Один из самых страстных защитников строгого католицизма, кардинал Джовани Пьетро Караффа, жаловался в 1532 году папе Клименту VIII на "невыносимую, достигшую крайней степени неспособность, недостатки, невежество и косность священнослужителей" (Филиппсон: "История контрреформации").

Кардинал Марк д'Альтемп, племянник папы, на соборе в Констанце откровенно сознавался, что "причина неустройств времени кроется в преступлениях, лени и чрезвычайной небрежности к своему делу, пастырскому служению, духовенства".

Подобное положение вещей вызывало, конечно, вполне заслуженное негодование и возмущение со стороны лучших мирян, верующих членов церкви. Раздавались голоса укоризны против духовенства. Тогда недостойное духовенство пряталось за авторитет церкви и своих обвинителей и порицателей обвиняло в хуле на святость церкви, смешивая, таким образом, в одно свое недостоинство с достоинством церкви.

С другой стороны, так как, по своей полной внутренней несостоятельности, у духовенства не было духовных сил поддержать нравственный авторитет церкви перед миром, то оно вынуждено было прибегать к чисто внешним мерам, - ко всякого рода насилиям, угрозам, страху проклятий. И таким образом недостойное духовенство из светлых глашатаев - апостолов Евангелия миру - обратилось в мрачную тень, застилающую чистый божественный лик Иисуса Христа от духовных очей верующих.

Все это раздражало мыслящих и чувствующих мирян, вооружило их против духовенства, отталкивало от церкви. Духовенство отвечало новыми насилиями, новым гнетом, новыми мерами внешнего воздействия. Вместо нравственных усилий, для собственного духовного подъема, духовенство стремилось к насильственному подавлению всякого светлого требования, живого чувства и свежего ума.

Народилась инквизиция, загорелись костры, где сожигались и еретики, и еретические книги. И все - якобы во славу церкви, а на самом деле - ради защиты грубых личных интересов отсталой во всех отношениях касты, позабывшей свое высокое назначение.

Негодование общества доходит до крайнего напряжения и прорывается в массовом отделении от господствующей католической церкви.

Замечательная подробность: отделяются не вообще от церкви, как церкви, а отпадают от церкви господствующей. Возмущаются против неправедного, незаслуженного, насильственного и внешнего господства.
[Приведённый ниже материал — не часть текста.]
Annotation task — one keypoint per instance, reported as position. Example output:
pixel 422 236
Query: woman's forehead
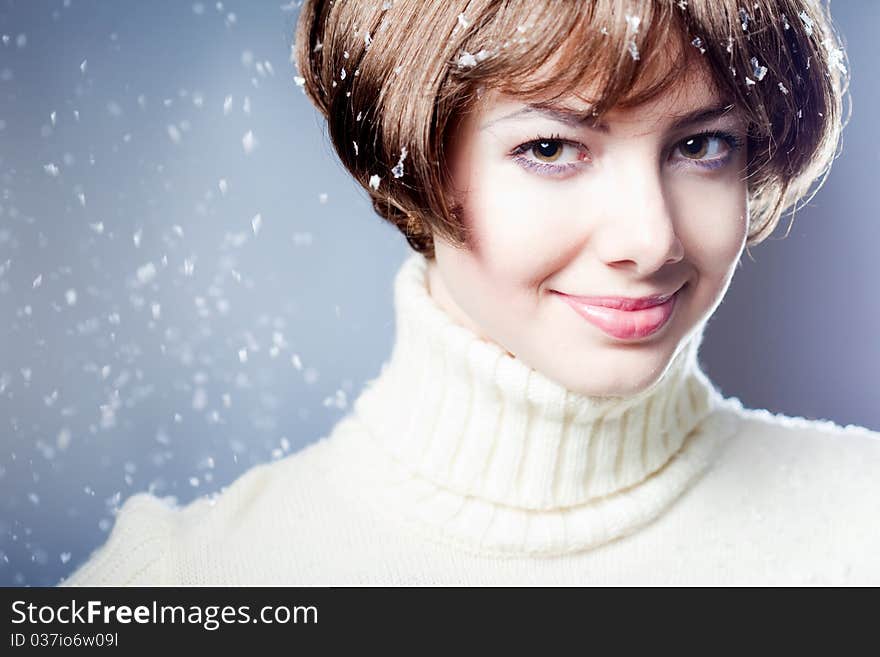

Жаждут свободы, свободы духа. Требуют, чтобы церковь не насильственно влекла к себе и внешними оковами держала, а располагала к себе любовью, будила свободное тяготение, воспитывала в членах церкви внутреннюю преданность.

Борьба за свободу духа, возмущение насильственным гнетом духовенства кончились поражением. Поражением и разгромом, я сказал бы не средневековой церкви: церковь во все века едина, а поражением средневекового духовенства, разгромом его незаконных, неправдою захваченных и насильственно поддерживаемых внешних прав и преимуществ.

Тяжелый исторический урок некоторую долю пользы духовенству принес. Западно-европейское духовенство после реформации как бы встряхнулось, сознало необходимость некоторой внутренней чистки, но полного оздоровления все-таки не произошло.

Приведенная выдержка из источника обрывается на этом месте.